I work daily around animals, mostly sheep. Sheep have their own mind. Sheep react to various situations some rational and some unknown. The most common reaction in majority of situations is fear, run away as fast as you can type fear.
A few weeks back, I purchased at a sheep auction a young ram of good size. I named him Jumbo. When purchasing sheep at an auction, the buyer does not get much if any information about the animal or animals being purchased. I knew from the registration papers, Jumbo is a triplet. By observation of Jumbo, I have concluded he is a “bottle baby”. “Bottle baby” sheep and goats are very friendly and are not afraid of you, and they get pushy around the feed bucket. Jumbo does respect my space, but runs to meet you when you are at the gate.
We placed Jumbo in the pen next to our barn. In this pen are my three Boer goats, and two ewes I am getting ready to sell. This pen next to the barn is used to contain rams when not breeding, my goats and the occasional ewe.
Today, I was feeding my sheep as I do everyday. I feed a grain mixture along with hay in the winter due to no green pasture for sheep to graze on.
I go to the pen with the bucket of grain. As I enter the pen, I have three goats and a ram around me as I make my way to the feed trough.
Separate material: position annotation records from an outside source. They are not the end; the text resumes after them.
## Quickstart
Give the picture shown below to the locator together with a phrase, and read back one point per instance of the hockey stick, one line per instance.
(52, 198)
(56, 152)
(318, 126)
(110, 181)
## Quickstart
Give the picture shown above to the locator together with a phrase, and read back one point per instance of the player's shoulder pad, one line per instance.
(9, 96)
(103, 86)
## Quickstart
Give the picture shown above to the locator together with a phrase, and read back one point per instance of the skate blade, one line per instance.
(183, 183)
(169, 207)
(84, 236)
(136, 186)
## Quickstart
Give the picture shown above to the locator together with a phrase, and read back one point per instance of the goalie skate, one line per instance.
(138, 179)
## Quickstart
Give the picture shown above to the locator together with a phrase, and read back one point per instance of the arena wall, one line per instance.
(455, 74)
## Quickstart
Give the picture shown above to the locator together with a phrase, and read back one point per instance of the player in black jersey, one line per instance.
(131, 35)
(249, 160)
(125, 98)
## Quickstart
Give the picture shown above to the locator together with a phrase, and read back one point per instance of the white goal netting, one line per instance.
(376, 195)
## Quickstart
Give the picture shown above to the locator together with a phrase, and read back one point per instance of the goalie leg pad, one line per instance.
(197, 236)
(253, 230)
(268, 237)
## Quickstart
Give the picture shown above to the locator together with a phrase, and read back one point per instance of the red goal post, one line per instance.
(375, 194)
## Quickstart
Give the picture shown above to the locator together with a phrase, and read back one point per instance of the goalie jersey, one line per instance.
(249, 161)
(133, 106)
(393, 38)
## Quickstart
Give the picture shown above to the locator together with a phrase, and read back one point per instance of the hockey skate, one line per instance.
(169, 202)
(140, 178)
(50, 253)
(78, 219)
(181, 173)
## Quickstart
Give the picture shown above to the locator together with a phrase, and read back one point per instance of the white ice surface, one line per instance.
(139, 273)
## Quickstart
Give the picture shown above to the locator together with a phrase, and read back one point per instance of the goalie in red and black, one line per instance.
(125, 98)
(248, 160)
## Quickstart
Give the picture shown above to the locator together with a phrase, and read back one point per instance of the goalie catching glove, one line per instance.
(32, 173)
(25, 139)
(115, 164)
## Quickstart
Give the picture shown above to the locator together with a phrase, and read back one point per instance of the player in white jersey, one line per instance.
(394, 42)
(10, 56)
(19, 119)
I reach the trough and start pouring the grain, when suddenly I have a head reaching between my knees. With a thump I am sitting on Jumbo’s back. Visions of mutton busting flow through my head, also realizing the ground is frozen hard. As a person gets older the ground gets harder. I really did not want to have an abrupt landing on frozen hard ground.
Jumbo did not even look up from eating the grain. With cautious movement, I placed my hands on his shoulders and regained my feet to lift a leg over his back and step away from the situation. I was thankful Jumbo did not move.
I was not injured, but it could have been a serious situation of a sheep bolting and jumping, with me landing on a feeder or the frozen ground.
Today I have a story, “the day I rode Jumbo”. And we can laugh.
Be careful as you go about your daily chores and raising your sheep.